It looks like every organization is investing in venture capital funds these days, even if it’s an electric utility company. In fact, K-Electric announced back in October 27, 2020 that it is launching its own venture capital fund – the KE Venture Company Pvt. Ltd. (KEVCL) – with a fairly modest investment of $1.7 million (PKR 275 million). Here is why Karachi’s premier electric supply company is so keen to get in the VC business.
According to K-Electric secretary Muhammad Rizwan Dalia, the company wants to diversify its business and create new revenue streams.
“The creation of KEVCL is part of the diversification strategy of the Company to get into allied business and create new revenue streams for KE. KEVCL will be a subsidiary of KE and is intended to be the holding company for all such investments to be made by KE,” he said in the public statement issued to investors via a notice posted on the Pakistan Stock Exchange website.

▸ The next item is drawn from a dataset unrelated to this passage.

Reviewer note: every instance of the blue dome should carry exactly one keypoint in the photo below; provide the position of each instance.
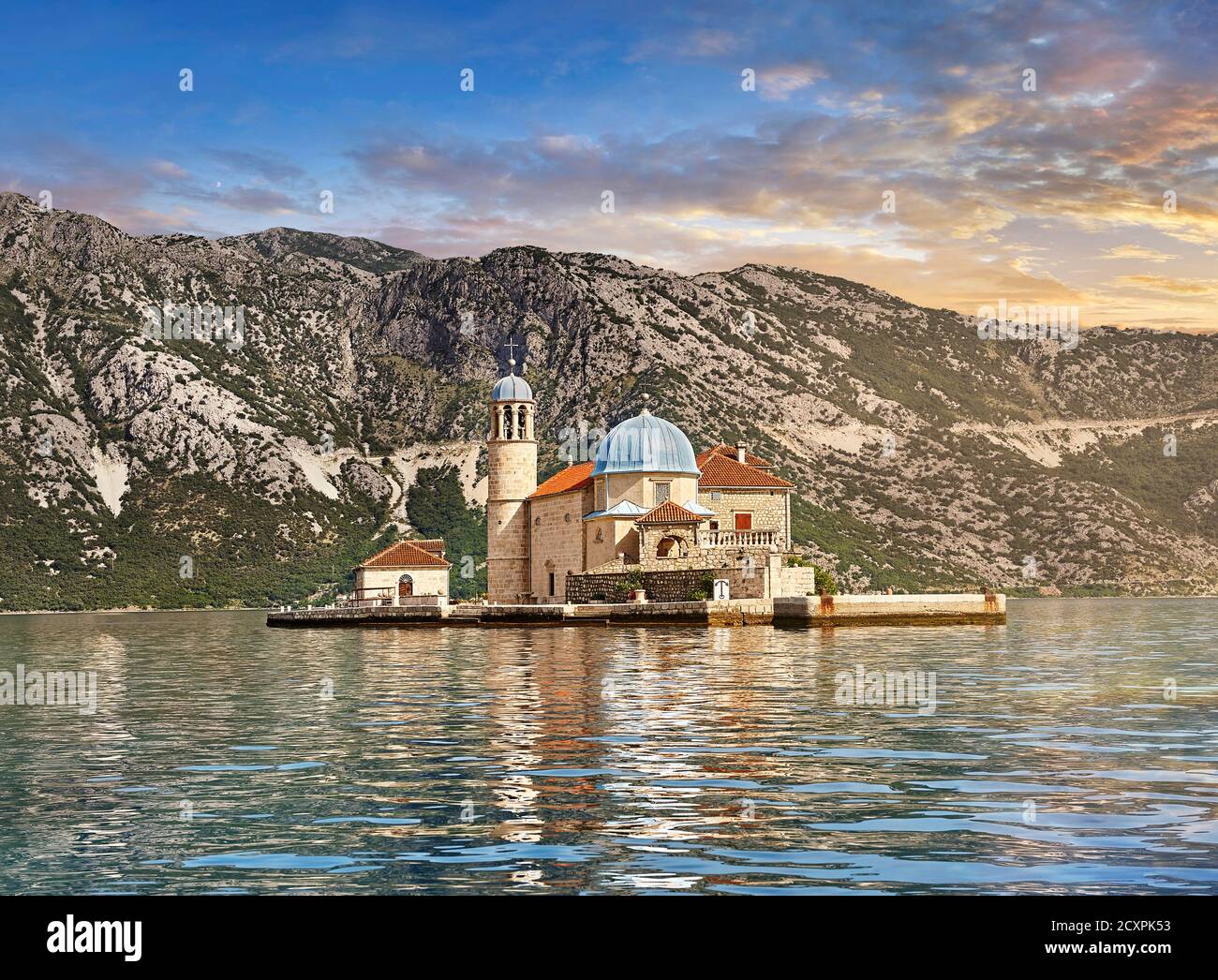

Now, K-Electric isn’t exactly the first Pakistani company to launch a venture capital business. Fatima Group did it with Fatima Gobi Ventures, Lakson Group did it with Lakson Ventures, and there are other examples of companies in our part of the world investing in a VC arm as well. However, K-Electric’s VC fund is interesting for two broad reasons: it is focused on renewable energy, and it is actually pretty small.

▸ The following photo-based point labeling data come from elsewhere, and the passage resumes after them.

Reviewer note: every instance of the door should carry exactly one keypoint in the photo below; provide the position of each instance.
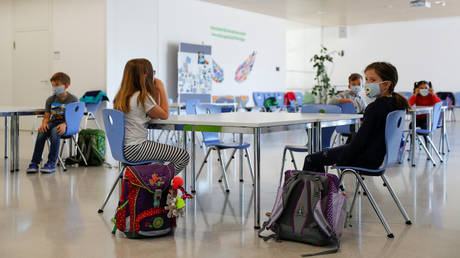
(31, 55)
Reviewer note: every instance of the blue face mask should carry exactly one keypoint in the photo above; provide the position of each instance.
(373, 89)
(423, 92)
(58, 89)
(356, 89)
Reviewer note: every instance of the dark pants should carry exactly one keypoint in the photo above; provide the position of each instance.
(55, 140)
(316, 161)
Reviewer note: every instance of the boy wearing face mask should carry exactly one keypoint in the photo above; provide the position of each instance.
(351, 95)
(423, 96)
(53, 125)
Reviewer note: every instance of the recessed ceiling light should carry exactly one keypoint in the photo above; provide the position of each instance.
(321, 12)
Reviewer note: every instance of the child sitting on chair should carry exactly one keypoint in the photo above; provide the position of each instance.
(351, 95)
(53, 125)
(423, 96)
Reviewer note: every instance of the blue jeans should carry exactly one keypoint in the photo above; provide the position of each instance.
(55, 140)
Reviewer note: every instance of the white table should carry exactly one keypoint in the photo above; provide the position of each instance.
(178, 106)
(254, 123)
(416, 110)
(15, 113)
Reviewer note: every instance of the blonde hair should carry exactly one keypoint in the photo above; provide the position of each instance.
(137, 76)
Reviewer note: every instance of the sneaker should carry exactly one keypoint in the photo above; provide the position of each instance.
(33, 168)
(47, 168)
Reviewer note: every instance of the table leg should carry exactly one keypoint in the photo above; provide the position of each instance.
(6, 137)
(193, 160)
(241, 159)
(185, 148)
(443, 132)
(13, 142)
(413, 137)
(257, 178)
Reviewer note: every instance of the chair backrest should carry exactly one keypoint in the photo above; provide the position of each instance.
(406, 94)
(393, 132)
(299, 97)
(259, 99)
(280, 98)
(347, 108)
(326, 133)
(209, 137)
(190, 106)
(92, 107)
(436, 116)
(114, 122)
(225, 99)
(203, 97)
(73, 115)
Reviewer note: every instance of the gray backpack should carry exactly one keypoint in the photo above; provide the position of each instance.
(309, 208)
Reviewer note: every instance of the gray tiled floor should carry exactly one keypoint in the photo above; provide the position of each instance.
(56, 215)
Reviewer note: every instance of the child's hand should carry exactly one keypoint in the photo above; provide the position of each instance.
(44, 128)
(61, 128)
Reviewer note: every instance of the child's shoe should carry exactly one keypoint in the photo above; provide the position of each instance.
(33, 168)
(47, 168)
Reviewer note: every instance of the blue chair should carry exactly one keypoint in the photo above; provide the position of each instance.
(73, 115)
(190, 106)
(344, 130)
(299, 98)
(259, 99)
(212, 141)
(406, 94)
(326, 133)
(114, 122)
(280, 98)
(393, 132)
(428, 132)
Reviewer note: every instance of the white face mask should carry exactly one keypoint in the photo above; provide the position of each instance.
(373, 89)
(58, 89)
(423, 92)
(356, 89)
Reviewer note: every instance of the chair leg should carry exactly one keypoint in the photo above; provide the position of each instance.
(79, 150)
(396, 199)
(422, 143)
(434, 148)
(119, 177)
(282, 166)
(223, 171)
(293, 160)
(60, 156)
(202, 164)
(248, 158)
(371, 200)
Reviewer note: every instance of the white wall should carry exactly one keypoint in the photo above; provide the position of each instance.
(132, 32)
(78, 33)
(6, 43)
(190, 21)
(420, 50)
(301, 45)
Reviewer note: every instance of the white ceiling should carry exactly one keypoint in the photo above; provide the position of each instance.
(343, 12)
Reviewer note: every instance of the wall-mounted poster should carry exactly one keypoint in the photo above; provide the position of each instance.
(218, 72)
(245, 68)
(195, 72)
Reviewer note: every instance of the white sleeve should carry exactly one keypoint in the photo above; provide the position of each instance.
(149, 103)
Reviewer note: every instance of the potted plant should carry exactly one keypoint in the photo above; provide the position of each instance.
(323, 88)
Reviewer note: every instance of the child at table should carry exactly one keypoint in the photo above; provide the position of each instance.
(53, 125)
(423, 95)
(352, 95)
(141, 98)
(367, 149)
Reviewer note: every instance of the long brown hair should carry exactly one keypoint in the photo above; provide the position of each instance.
(388, 72)
(137, 76)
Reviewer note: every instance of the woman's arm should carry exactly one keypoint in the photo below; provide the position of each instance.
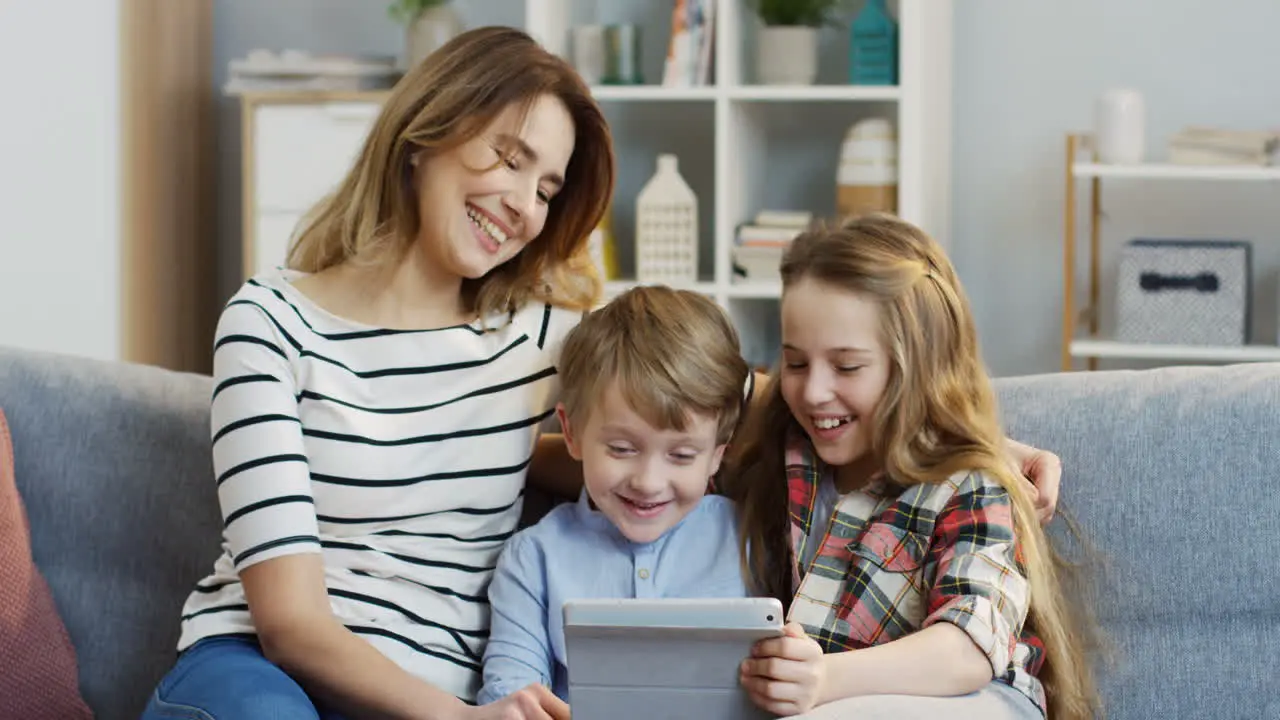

“[KEVCL’s] investments would include, but are not limited to, initiatives in the renewable energy space. The current initiatives planned are in the utility scale generation landscape and the distributed generation market,” said Dalia, in his written statement.
While investment in the renewable energy space sounds exciting on the surface, it’s also pretty surprising coming from K-Electric, a company which until recently had been lobbying against renewable energy in Pakistan.

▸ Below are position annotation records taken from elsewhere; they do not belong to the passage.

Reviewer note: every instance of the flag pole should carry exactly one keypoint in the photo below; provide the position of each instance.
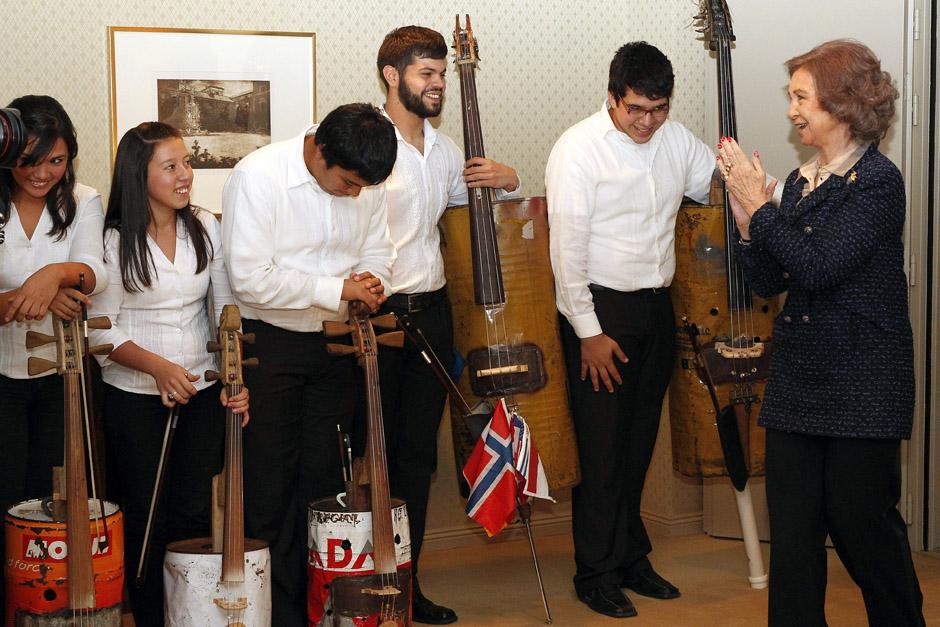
(525, 513)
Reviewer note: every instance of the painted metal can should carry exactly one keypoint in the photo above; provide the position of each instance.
(36, 571)
(193, 594)
(340, 545)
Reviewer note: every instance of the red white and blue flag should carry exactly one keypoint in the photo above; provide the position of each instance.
(504, 464)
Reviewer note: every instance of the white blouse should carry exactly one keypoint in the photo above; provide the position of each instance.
(170, 317)
(20, 257)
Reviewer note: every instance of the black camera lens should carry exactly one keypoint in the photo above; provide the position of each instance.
(12, 137)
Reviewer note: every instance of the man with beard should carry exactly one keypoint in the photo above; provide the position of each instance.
(429, 176)
(615, 181)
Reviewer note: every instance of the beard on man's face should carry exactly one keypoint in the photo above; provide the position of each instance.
(413, 102)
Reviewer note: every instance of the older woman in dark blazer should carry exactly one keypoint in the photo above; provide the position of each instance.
(840, 397)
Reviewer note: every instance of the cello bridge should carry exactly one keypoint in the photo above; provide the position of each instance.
(237, 605)
(384, 591)
(750, 351)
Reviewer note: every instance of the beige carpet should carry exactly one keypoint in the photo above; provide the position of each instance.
(496, 585)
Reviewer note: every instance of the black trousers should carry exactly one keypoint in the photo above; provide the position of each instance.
(298, 395)
(848, 488)
(412, 405)
(616, 434)
(134, 428)
(32, 429)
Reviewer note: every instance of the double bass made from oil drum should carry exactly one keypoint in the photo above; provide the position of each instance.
(502, 293)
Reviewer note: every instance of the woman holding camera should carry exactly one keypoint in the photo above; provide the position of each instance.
(840, 396)
(50, 237)
(164, 258)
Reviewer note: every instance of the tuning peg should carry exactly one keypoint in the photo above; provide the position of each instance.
(395, 339)
(386, 321)
(35, 338)
(335, 329)
(99, 322)
(38, 365)
(340, 349)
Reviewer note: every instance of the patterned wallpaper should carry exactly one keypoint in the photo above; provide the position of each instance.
(544, 62)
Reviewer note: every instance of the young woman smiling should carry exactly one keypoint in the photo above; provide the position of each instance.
(164, 258)
(50, 235)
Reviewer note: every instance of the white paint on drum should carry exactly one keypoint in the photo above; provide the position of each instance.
(192, 581)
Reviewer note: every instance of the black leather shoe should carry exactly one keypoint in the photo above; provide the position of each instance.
(609, 601)
(426, 611)
(650, 584)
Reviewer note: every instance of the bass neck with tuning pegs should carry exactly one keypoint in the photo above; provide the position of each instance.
(726, 328)
(385, 595)
(501, 288)
(81, 526)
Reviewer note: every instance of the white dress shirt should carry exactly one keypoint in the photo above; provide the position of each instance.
(290, 245)
(20, 257)
(419, 190)
(169, 318)
(612, 206)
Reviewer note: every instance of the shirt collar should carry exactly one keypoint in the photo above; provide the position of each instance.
(430, 133)
(605, 125)
(297, 172)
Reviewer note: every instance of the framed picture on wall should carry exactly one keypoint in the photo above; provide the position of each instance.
(229, 92)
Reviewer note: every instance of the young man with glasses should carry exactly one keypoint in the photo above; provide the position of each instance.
(614, 183)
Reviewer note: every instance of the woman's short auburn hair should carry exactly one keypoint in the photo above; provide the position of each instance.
(851, 86)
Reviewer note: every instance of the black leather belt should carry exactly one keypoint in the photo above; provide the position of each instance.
(594, 287)
(413, 303)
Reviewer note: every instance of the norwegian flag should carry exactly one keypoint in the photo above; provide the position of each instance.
(504, 464)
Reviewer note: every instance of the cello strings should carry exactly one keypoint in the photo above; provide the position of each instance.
(494, 318)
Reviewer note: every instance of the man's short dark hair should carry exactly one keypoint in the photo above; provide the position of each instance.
(642, 68)
(403, 45)
(359, 138)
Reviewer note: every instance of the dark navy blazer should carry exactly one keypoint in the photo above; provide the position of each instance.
(843, 363)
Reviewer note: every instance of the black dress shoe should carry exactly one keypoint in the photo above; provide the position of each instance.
(650, 584)
(609, 601)
(426, 611)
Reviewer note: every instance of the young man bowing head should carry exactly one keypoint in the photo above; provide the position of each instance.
(304, 232)
(430, 175)
(615, 182)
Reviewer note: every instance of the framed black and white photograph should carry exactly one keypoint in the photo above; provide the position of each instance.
(228, 92)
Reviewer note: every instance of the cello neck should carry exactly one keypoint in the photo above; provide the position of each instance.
(229, 345)
(233, 526)
(488, 289)
(717, 29)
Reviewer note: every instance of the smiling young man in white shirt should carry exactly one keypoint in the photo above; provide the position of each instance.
(430, 175)
(304, 232)
(615, 181)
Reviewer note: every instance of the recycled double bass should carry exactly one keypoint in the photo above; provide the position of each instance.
(716, 309)
(503, 298)
(382, 598)
(90, 540)
(222, 581)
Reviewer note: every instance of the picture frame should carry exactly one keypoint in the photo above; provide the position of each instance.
(228, 91)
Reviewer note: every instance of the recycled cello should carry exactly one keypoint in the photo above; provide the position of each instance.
(502, 294)
(222, 581)
(383, 598)
(88, 590)
(723, 351)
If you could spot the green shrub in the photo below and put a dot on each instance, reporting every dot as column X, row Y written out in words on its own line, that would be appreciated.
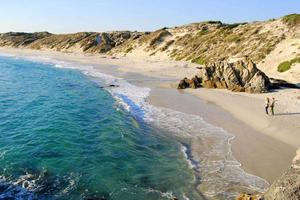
column 292, row 19
column 199, row 60
column 284, row 66
column 233, row 38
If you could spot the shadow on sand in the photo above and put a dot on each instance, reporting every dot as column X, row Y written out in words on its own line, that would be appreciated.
column 297, row 113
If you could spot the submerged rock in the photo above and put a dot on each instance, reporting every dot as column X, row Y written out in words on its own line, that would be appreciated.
column 287, row 187
column 240, row 76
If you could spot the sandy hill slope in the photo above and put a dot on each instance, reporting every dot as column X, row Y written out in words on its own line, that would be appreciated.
column 268, row 43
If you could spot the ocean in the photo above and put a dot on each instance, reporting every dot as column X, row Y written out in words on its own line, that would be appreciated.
column 71, row 132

This was mostly because, with 2.5 million customers spread across Karachi, 40% of K-Electric’s revenues come from just 2,500 of its top industrial customers. These industrial customers could easily shift towards solar power because not only is the technology getting cheaper every year, it also makes sense to deploy it in the largely sunny landscape of Karachi. Experts agree that the solar power market is ripe for rapid growth, and this has been a worrying phenomenon for K-Electric, because it can see itself shrink into the background as more and more of its customers shift to alternative sources of energy like solar power.
With these considerations, the electric supply company has therefore decided to adopt the “if you can’t beat them, join them” mantra, and is now looking forward to make its own progress in the renewable energy space.
As for the relatively small amount that the company has allocated to this VC fund, it appears that it is either not serious about this project, or just not convinced enough to go all-in on renewable energy. It is possible that the company is not sure what direction the market will take, therefore it wants to experiment with a couple of different approaches for now before it makes a solid business model.